The IULMIA contains more than 86,000 items, making it one of the world’s largest educational film collections, according to their website. The Indiana Daily Student sat down with Rachael Stoeltje, the director of the IU Libraries Moving Image Archive to talk about film. Answers have been edited for clarity.
INDIANA DAILY STUDENT: What is the mission of the IULMIA?
STOELTJE: We have passive preservation, which is cold storage, and next year, they’re building an even better facility — one of the best in the country — it’ll be 38 degrees for film, which is perfect. We also digitally preserve, and a lot of our staff is here because we’ve launched this mass digitization of film, so we’re scanning them at high levels and then preserving those digital copies. Access is the other key component to what we do, whether that’s on the flatbed for individual researchers, or digitizing and putting them out, or screening them publicly.
How do you keep the films in good condition?

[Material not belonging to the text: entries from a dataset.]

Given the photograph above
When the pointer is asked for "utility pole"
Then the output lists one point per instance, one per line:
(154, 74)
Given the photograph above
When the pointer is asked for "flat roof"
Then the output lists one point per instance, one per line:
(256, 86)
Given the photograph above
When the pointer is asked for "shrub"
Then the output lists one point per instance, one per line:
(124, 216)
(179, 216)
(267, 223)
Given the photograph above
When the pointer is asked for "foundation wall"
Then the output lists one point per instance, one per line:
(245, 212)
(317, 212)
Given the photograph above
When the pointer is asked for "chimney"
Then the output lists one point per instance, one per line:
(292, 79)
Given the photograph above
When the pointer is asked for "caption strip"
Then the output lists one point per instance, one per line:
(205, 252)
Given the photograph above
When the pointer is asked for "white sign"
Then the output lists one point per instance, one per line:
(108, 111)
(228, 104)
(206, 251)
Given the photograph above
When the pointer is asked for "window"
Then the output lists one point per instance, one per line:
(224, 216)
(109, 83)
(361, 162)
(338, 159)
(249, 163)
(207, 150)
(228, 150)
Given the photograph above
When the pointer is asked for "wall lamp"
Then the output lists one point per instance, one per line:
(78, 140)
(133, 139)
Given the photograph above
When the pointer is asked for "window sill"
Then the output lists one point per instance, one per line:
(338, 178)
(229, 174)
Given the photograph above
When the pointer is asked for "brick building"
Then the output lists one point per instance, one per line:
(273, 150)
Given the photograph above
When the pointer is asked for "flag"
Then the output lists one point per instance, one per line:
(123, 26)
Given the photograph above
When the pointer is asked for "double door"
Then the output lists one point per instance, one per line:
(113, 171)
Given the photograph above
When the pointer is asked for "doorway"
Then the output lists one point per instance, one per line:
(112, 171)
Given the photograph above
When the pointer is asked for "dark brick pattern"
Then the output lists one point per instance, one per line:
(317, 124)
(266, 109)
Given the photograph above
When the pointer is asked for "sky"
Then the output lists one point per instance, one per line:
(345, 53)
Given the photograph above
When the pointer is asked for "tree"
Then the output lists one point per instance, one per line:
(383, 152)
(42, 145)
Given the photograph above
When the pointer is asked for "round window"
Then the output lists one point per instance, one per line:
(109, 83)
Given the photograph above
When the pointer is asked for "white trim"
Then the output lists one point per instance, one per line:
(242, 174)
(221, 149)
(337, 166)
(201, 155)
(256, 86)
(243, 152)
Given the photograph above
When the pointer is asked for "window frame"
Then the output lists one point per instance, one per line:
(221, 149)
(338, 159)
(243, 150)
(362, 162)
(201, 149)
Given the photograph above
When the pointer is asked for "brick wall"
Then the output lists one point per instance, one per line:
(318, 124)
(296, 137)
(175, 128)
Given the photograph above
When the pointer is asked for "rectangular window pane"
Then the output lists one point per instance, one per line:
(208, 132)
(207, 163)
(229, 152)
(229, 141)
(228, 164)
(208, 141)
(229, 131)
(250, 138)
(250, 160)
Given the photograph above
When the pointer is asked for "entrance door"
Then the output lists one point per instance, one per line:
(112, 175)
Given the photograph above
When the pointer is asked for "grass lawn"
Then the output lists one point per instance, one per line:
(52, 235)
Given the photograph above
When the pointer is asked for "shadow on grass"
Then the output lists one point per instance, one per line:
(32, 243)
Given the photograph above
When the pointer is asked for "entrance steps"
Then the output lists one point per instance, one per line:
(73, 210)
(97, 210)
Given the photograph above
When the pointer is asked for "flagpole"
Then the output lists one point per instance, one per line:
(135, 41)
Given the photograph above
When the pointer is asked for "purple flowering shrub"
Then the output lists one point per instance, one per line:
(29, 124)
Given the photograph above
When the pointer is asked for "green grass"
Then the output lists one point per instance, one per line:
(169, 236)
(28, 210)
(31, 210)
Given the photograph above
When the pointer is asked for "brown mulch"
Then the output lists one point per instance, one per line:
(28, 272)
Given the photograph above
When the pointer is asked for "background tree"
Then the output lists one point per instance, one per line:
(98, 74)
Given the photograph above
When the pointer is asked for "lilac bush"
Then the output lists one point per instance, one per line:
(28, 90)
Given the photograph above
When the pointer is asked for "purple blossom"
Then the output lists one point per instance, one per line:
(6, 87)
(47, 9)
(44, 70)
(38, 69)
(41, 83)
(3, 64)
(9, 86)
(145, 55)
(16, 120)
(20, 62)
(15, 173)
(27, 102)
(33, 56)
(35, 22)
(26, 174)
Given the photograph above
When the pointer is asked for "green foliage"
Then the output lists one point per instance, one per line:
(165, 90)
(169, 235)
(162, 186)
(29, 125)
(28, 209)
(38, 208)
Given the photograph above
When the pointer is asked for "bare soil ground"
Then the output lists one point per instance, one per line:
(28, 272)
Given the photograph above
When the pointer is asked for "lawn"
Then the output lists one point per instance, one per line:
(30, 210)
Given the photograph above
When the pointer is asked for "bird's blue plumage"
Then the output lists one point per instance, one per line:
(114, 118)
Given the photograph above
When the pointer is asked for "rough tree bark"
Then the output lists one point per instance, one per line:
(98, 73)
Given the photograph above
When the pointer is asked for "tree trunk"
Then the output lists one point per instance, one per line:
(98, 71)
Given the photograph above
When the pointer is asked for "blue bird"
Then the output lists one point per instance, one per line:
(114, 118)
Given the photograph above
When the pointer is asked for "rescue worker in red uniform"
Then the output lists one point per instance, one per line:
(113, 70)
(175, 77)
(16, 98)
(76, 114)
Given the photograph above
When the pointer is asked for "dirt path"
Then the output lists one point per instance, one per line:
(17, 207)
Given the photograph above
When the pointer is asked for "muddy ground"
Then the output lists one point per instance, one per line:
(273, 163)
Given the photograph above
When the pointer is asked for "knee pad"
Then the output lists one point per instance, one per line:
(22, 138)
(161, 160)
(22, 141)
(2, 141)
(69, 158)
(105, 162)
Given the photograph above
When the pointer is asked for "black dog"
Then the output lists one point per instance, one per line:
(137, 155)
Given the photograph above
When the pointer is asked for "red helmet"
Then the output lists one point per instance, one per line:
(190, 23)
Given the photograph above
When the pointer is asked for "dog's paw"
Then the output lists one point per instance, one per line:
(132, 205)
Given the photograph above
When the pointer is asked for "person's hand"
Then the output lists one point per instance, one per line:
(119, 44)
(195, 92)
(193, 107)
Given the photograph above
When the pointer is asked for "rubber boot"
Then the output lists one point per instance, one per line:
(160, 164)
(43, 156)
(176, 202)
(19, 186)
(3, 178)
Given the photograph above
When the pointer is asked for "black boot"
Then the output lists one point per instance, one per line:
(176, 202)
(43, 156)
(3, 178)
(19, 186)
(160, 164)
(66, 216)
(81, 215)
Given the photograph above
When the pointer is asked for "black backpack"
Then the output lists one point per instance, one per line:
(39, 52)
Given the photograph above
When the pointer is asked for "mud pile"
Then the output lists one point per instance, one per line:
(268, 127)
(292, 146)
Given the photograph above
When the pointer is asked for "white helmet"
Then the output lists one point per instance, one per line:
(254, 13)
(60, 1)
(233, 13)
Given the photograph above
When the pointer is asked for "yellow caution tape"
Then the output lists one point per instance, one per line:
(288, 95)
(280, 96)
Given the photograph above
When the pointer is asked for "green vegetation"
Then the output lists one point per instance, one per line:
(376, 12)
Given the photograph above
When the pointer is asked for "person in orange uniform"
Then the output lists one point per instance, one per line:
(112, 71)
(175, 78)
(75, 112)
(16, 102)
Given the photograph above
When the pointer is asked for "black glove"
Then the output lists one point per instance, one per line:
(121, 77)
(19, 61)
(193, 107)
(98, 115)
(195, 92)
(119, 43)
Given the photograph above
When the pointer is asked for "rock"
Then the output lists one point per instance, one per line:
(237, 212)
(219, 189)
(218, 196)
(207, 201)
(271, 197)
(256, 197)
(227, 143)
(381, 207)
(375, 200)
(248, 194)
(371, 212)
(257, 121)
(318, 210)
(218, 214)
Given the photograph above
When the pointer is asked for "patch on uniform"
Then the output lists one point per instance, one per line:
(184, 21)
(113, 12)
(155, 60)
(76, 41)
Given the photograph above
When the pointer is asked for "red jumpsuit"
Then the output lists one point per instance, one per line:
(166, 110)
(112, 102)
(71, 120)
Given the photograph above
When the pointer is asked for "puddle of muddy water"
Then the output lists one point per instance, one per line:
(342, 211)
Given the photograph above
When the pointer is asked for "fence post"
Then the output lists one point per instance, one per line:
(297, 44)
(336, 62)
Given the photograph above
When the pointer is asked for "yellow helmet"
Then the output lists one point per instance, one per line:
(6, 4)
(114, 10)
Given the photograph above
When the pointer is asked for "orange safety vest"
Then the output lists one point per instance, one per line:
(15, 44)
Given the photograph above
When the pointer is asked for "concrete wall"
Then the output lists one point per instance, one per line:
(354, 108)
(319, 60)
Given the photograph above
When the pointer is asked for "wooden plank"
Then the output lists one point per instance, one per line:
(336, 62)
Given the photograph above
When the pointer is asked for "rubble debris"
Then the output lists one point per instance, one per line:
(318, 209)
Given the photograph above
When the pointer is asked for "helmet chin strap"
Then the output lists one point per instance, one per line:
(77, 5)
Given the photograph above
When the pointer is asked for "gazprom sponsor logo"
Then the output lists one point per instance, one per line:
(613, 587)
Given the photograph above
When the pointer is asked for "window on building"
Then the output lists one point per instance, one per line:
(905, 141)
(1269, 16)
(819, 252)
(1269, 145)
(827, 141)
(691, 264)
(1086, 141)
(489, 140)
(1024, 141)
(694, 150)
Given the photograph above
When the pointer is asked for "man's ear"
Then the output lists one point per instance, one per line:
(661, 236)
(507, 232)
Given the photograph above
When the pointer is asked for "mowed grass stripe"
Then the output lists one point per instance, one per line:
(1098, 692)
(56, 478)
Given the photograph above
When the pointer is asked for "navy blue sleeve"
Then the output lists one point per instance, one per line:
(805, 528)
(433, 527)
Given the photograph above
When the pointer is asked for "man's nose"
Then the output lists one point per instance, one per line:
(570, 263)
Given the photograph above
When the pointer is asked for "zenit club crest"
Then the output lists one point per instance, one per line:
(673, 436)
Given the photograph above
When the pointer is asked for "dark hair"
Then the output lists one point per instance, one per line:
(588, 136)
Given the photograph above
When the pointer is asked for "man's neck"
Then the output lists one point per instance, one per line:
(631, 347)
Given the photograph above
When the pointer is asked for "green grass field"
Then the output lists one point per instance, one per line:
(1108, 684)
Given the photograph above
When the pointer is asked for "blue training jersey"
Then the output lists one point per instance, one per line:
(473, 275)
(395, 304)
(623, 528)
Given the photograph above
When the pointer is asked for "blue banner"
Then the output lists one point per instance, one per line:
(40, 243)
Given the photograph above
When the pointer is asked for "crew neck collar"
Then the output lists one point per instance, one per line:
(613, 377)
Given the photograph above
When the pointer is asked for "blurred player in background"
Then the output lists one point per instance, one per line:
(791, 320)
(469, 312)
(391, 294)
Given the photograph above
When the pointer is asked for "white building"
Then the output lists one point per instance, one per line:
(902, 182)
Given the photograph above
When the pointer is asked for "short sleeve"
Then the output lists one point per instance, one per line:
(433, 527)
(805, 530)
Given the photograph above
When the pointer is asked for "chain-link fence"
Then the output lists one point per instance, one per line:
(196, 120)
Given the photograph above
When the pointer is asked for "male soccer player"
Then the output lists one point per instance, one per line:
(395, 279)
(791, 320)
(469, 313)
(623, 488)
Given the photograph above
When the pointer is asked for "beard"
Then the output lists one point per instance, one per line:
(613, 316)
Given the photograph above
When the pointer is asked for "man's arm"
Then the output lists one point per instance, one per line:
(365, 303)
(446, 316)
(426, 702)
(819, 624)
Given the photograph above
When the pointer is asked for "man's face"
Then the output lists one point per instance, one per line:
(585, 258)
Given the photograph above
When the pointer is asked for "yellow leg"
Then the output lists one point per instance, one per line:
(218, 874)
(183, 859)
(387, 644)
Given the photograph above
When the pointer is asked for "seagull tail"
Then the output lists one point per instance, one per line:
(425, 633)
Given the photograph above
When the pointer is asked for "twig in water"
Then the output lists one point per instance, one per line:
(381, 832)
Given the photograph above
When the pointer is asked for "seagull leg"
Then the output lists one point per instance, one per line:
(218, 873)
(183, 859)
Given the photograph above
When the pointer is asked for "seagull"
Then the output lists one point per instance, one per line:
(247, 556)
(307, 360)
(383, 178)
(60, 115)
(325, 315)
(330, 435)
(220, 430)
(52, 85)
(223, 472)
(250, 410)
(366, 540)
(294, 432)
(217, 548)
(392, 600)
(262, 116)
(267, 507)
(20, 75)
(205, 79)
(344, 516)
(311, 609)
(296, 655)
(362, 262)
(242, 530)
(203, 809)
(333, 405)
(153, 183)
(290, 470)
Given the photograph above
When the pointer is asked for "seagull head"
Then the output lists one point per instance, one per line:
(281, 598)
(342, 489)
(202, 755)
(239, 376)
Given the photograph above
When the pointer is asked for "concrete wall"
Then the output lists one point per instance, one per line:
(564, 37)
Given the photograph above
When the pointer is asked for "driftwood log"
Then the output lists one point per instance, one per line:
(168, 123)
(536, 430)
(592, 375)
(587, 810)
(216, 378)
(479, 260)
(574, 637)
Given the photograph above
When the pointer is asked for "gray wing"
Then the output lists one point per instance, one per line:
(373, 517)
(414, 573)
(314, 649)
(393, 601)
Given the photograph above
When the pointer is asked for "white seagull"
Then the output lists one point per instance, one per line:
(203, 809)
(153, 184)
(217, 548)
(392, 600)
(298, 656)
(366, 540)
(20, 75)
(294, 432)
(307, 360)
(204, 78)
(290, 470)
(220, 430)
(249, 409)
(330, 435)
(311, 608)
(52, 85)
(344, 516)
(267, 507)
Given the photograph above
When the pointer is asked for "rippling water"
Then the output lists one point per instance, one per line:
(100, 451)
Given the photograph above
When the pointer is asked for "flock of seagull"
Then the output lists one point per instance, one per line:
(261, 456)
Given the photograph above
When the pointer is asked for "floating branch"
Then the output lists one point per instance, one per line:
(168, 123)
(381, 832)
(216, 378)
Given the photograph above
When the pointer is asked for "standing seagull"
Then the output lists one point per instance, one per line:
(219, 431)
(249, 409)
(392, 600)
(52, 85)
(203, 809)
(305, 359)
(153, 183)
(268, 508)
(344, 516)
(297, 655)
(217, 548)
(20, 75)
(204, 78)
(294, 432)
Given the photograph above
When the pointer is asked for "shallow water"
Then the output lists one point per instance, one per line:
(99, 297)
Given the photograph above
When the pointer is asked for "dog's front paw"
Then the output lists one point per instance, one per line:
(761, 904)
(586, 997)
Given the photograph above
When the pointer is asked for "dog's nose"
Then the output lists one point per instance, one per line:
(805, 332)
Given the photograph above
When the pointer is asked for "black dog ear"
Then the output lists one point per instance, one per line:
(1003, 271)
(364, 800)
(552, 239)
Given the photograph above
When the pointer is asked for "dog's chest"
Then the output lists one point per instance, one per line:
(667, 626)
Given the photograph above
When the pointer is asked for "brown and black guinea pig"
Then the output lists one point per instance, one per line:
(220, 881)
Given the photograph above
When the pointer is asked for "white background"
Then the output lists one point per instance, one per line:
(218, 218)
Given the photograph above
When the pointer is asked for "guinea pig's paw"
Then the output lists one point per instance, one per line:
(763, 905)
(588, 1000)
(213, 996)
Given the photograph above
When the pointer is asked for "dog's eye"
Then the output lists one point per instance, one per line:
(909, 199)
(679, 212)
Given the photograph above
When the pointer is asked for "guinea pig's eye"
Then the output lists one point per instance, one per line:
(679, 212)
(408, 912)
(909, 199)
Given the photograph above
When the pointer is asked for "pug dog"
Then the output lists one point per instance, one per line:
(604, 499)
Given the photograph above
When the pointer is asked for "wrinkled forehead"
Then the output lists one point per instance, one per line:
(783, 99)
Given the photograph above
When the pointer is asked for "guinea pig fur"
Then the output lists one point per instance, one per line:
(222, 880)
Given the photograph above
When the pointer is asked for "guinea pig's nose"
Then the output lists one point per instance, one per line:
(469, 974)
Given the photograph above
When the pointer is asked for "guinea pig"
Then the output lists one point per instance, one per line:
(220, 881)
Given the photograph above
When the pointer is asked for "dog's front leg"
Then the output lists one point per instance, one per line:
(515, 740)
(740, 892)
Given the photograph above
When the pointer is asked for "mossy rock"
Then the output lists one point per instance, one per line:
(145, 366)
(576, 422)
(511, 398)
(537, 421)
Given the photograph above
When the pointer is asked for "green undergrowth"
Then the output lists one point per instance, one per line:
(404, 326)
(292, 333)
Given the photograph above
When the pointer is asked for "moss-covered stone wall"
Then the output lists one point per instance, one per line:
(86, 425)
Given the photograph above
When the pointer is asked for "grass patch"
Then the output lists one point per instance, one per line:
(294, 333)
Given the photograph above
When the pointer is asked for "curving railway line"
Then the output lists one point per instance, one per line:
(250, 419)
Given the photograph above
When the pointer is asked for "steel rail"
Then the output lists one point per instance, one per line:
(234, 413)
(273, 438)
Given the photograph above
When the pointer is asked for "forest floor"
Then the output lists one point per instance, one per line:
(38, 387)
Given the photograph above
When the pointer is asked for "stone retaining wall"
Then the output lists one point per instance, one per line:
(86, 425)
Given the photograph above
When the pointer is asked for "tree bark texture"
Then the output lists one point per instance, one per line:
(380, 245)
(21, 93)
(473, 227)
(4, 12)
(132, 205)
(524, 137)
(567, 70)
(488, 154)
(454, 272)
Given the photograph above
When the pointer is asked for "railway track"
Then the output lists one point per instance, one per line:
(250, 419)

Film is really long term, and it can be preserved for hundreds of years if properly stored. One of the first steps that archives can always do is keep them cool and dry. So our auxiliary library facility is at 50 degrees, 30-percent relative humidity. Our new facility is going to be 38 degrees and 30-percent relative humidity, which is ideal. Moisture and heat are what you’re fighting the most. We also re-can things into polypropylene, which are archival plastic cans.
How does film deteriorate if it’s not preserved properly?
Heat and moisture are particularly bad, but acetate film — which is what a lot of the collection is — actually decomposes because it is organic material. Things like heat and moisture are going to make them deteriorate faster.
With acetate film, it is actually a chemical breakdown, and what actually happens is it starts off-gassing acetic acid as it breaks down. What that means is that not only is there a really stinky smell, but the film starts to shrink, and the film sprockets that help it go through the projector start to shrink and get closer together.
Then you can’t actually project it because the teeth of the projector will start to eat into the film. It also becomes brittle, and it will break when you’re projecting it. Also over time, when it deteriorates fully, it’s like a little hockey puck and it’s unusable.
Why is film preservation important?
Film preservation has a relatively short history, around 1895. The first 20 or 30 years of early silent films, about 80 percent of them have been lost. There wasn’t a clear reason to keep them for future use, so companies who put them out to generate revenue threw them out once they ran their course.
There were no ways to redistribute on home movie systems, so if you think about what’s been created over time, and what we now know today, we’ve lost so much of our cultural heritage.
Even in collections like ours, a lot of what we hold here are amateur films, documentary films and home movies. They capture parts of our culture, parts of our history, especially with collections like ours with amateur footage and home movies, stuff that isn’t actually anywhere else in the world, really. So, it’s really preserving our history by preserving film.
How does being integrated with IU affect your archive?
A huge part of what we also do, and what I’m so proud of, is education, outreach and training. It’s not only engaging the IU students here, but we tend to have 10 to 15 students that work for us and we actively mentor them.
We spend a lot of time teaching and doing things like First Thursdays, and a lot of my international work is about training and outreach, which is a core part of IU’s mission.
It’s important not only for people to understand what film preservation is, but just in general for teaching the skill set to move forward for young professionals. We have also done a lot of things in the past in education for the general public.